И снова я был полностью заворожен журналом, работавшими в нем людьми и той энергией, которая при этом рождалась на свет. Мне больше нравилось на работе, чем дома, где я не мог заниматься ничем, кроме составления несбыточных списков безотлагательных дел и разработки планов убийств моих корпоративных противников. (Интересно, можно ли сделать так, чтобы это выглядело как самоубийство? А может быть, я смогу обманом заставить одного из них убить другого…)
Я находил предлоги, чтобы отправиться в издательство в выходные. Я садился за стол и отвечал на письма, пришедшие по электронной почте. Я редко бывал в одиночестве. Дом работал семь дней в неделю. Аманда упаковывала посылки в отделе моды, а Элизабет часто приходилось приезжать в издательство на своем безумном переделанном велосипеде, чтобы закончить корректуру, которую она не успела посмотреть на неделе из-за того, что слишком много времени тратила на истязание Ивана. Часто я видел своих сотрудников семь дней в неделю, включая и выходные с праздниками. Поэтому, когда в августе все ушли в отпуск, я отправился вместе с ними.
Крис, его подружка Фи, Клэр, Эш и я в компании с парой фотографов, похитительницей дверей Джеки и ее приятелем отправились на Фол-Крик, чтобы провести неделю в снегах.

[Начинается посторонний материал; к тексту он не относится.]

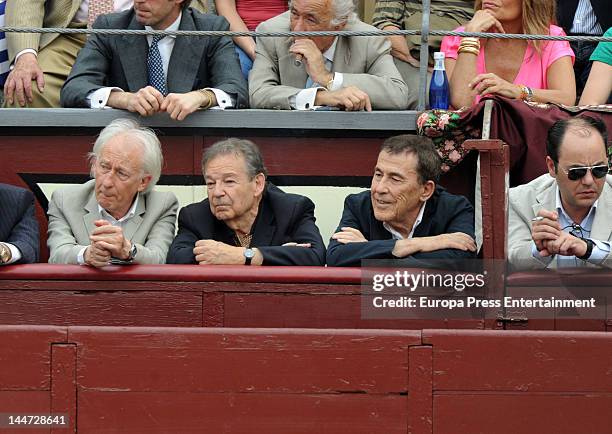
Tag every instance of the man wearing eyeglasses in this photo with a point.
(564, 218)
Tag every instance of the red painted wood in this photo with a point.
(521, 361)
(115, 306)
(229, 412)
(420, 395)
(25, 356)
(63, 386)
(505, 413)
(243, 360)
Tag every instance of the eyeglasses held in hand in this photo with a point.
(576, 173)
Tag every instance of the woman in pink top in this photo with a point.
(245, 15)
(515, 68)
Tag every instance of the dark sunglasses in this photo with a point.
(576, 173)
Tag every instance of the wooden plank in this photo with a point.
(277, 413)
(25, 356)
(23, 403)
(116, 307)
(243, 360)
(320, 311)
(420, 394)
(522, 413)
(489, 360)
(63, 386)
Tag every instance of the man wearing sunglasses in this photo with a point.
(564, 218)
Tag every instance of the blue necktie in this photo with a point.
(156, 67)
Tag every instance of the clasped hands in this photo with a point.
(148, 101)
(107, 241)
(410, 246)
(350, 98)
(550, 239)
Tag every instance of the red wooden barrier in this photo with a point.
(117, 379)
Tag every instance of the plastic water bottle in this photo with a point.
(438, 88)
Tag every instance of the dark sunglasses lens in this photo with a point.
(576, 174)
(599, 171)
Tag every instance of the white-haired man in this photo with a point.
(348, 72)
(116, 217)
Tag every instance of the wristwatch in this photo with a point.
(132, 253)
(249, 254)
(587, 254)
(5, 254)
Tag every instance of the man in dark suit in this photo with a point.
(18, 226)
(245, 220)
(405, 214)
(177, 75)
(587, 18)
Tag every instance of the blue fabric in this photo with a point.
(245, 62)
(155, 66)
(4, 63)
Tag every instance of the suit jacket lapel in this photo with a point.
(132, 225)
(133, 53)
(602, 229)
(265, 227)
(184, 65)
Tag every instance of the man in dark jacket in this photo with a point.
(18, 226)
(245, 220)
(405, 214)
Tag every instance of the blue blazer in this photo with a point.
(444, 213)
(282, 218)
(18, 224)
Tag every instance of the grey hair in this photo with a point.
(239, 147)
(343, 12)
(152, 157)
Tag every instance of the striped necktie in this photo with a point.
(98, 7)
(155, 66)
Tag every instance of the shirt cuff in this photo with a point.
(543, 259)
(338, 80)
(304, 99)
(601, 250)
(223, 99)
(15, 253)
(99, 98)
(81, 256)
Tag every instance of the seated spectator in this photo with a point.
(351, 73)
(583, 18)
(405, 214)
(515, 68)
(563, 218)
(115, 218)
(177, 75)
(246, 15)
(598, 89)
(408, 15)
(245, 220)
(18, 226)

Мы жили в одном большом номере, вместе готовили пищу, пили, вместе смотрели видеозаписи выступлений скейтбордистов и старались не говорить о «Ральфе».

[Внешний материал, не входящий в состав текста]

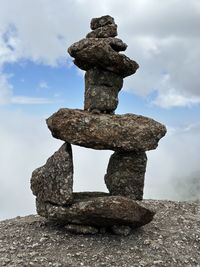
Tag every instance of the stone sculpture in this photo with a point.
(97, 127)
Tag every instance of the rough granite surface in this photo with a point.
(101, 22)
(99, 211)
(53, 182)
(127, 132)
(103, 32)
(172, 239)
(125, 174)
(101, 90)
(100, 52)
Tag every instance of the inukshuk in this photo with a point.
(97, 127)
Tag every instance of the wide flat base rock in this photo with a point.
(97, 210)
(128, 132)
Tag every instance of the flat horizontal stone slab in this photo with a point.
(127, 132)
(102, 53)
(100, 211)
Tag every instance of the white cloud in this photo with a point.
(162, 36)
(26, 143)
(43, 85)
(5, 90)
(173, 168)
(24, 100)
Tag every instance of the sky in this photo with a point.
(37, 77)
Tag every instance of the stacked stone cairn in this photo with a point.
(97, 127)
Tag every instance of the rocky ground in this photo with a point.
(171, 239)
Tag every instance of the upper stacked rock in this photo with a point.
(102, 27)
(98, 54)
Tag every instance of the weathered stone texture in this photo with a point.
(94, 52)
(125, 174)
(98, 212)
(127, 132)
(101, 90)
(53, 182)
(101, 21)
(103, 32)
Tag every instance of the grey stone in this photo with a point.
(125, 174)
(53, 182)
(102, 98)
(127, 132)
(98, 211)
(81, 229)
(101, 90)
(123, 230)
(103, 32)
(101, 21)
(99, 52)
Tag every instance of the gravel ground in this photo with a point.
(171, 239)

Я был единственным, кто не умел кататься на лыжах. На спуск я оправился в компании Клэр и Фи, они заставили меня встать на лыжи и скатиться вниз со склона. Упав в восьмой раз за первые двадцать пять минут, я понял, что лыжи – это не мое. Я падал вперед, назад и вбок, при этом приземлялся на кисти рук, предплечья, колени, бедра и плечи, а испробовав все, спросил Фи, что мне сделать, чтобы довести свою технику до совершенства. Она порекомендовала перестать врезаться в объекты живой и неживой природы.